Introduced in 1974 and recently redesigned, the hatchback is the company’s mass-market flagship – and a key element in its ambition to overtake Toyota as the world’s biggest carmaker.
The car left the competition in the dust, grabbing 414 votes. The Subaru BRZ, also sold as the Toyota GT-86 (Scion FR-S in the U.S.), was second with 202 votes, and the Volvo V40 third with 189 votes.
The award is one of the most important in Europe and gives consumers an idea of what the experts think the car of the future is.
Alfa plans US invasion
DETROIT — After a 30-year absence, Italy’s storied Alfa Romeo brand will return to the United States later this year with a new two-seat compact sports car.

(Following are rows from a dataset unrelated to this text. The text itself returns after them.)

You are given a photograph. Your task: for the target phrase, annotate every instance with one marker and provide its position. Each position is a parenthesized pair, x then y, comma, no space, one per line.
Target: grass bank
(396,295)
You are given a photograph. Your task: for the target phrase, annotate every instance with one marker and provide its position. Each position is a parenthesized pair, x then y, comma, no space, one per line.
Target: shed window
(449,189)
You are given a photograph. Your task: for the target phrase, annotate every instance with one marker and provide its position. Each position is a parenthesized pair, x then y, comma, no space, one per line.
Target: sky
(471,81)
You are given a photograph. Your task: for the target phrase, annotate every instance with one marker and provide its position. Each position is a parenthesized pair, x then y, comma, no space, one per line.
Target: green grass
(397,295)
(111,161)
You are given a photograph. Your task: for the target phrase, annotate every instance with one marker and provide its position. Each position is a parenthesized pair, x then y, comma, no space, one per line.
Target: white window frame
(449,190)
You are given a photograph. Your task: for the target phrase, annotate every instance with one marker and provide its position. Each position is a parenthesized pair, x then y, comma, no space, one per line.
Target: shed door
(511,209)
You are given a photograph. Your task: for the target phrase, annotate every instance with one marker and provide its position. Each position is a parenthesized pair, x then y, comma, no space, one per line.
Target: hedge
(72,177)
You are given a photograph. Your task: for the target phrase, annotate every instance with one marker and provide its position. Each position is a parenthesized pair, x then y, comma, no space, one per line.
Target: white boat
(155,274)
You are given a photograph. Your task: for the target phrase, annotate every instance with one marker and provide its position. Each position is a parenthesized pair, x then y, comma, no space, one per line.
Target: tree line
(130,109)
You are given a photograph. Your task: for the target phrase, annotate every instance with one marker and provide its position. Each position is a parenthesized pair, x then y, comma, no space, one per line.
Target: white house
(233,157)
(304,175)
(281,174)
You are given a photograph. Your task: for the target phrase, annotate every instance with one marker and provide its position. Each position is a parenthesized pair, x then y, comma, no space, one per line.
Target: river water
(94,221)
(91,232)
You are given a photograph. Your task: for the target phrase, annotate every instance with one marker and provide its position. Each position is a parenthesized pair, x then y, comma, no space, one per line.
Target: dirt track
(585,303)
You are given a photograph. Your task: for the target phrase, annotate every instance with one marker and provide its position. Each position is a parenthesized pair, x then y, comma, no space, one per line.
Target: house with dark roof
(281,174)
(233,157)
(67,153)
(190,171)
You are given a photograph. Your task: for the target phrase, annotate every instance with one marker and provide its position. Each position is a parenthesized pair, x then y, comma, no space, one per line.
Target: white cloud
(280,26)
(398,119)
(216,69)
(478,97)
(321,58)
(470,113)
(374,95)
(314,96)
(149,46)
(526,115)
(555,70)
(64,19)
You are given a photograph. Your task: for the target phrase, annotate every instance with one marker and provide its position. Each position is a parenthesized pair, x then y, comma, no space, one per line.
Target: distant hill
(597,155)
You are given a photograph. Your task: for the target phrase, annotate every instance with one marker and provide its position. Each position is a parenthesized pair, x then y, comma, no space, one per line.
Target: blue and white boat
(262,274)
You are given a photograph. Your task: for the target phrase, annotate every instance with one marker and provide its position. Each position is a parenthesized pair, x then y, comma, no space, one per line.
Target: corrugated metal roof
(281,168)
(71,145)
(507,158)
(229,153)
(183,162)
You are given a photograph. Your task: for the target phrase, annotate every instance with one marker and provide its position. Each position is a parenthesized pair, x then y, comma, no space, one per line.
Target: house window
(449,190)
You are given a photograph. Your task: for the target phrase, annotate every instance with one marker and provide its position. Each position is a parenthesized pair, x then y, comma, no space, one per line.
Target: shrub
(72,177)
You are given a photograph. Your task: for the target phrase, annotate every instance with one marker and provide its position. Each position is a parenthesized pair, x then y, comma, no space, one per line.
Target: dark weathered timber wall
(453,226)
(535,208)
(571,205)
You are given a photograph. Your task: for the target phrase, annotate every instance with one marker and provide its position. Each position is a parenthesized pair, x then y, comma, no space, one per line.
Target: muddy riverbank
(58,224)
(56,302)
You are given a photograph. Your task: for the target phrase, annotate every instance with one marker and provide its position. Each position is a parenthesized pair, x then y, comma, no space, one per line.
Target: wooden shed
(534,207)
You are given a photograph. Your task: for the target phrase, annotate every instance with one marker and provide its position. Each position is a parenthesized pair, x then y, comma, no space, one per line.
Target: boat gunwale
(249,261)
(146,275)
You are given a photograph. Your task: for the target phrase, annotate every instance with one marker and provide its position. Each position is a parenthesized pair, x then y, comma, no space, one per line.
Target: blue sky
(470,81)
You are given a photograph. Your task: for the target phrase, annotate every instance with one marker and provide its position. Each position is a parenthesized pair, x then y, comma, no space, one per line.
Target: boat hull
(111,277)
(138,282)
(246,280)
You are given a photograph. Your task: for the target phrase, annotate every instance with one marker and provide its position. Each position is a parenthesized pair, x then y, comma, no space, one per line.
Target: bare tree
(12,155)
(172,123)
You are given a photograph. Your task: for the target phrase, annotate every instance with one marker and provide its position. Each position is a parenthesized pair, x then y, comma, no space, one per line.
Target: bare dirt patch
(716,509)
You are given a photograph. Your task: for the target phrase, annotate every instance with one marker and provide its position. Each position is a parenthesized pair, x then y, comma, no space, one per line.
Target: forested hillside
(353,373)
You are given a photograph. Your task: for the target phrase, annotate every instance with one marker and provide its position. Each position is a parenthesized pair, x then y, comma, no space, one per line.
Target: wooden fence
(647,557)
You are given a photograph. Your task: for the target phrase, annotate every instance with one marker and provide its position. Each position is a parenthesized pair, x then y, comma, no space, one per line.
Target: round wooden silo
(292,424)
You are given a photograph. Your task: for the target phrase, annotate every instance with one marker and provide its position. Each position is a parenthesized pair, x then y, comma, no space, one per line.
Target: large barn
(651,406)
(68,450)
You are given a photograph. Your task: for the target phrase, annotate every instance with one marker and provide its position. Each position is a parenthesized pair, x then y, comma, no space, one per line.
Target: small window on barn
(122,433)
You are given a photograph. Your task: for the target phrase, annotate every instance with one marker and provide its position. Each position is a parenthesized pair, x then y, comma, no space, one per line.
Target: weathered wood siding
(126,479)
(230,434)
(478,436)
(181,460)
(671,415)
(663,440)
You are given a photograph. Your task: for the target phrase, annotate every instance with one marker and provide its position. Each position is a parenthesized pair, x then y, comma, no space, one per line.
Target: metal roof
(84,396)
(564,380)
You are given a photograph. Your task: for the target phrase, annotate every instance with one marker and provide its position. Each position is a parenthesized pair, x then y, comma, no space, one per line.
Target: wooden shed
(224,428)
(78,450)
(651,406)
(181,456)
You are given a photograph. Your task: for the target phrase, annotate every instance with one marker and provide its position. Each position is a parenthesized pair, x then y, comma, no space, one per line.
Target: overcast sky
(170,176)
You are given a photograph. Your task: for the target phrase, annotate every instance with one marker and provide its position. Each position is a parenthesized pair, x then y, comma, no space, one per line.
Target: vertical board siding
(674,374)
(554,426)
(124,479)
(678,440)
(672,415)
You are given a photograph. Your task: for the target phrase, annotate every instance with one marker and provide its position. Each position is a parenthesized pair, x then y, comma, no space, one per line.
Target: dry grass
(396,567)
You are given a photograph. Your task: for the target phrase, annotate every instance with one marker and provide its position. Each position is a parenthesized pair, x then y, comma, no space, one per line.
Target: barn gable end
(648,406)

Italian automaker Fiat SpA said Tuesday that the long-delayed Alfa 4C will go on sale during the second half of the year. Fiat owns Alfa and controls Chrysler, Jeep, Dodge and Ram in the U.S.
The 4C debuted in Geneva. The low-sitting car with flared fenders is based on Alfa’s history of racing. It has a turbocharged 1.75-liter aluminum four-cylinder engine with 200-plus horsepower. The chassis is made of lightweight and expensive carbon fiber.
The rear-wheel-drive car will cost around $60,000 in the U.S. and be sold at U.S. Fiat dealers.
The company plans to make about 1,500 per year at a Maserati factory in Modena, Italy. Half the cars will be sent to the U.S.
Fiat has promised the 4C would lead Alfa’s return to the U.S. ever since a concept prototype was put on display in Geneva in 2011.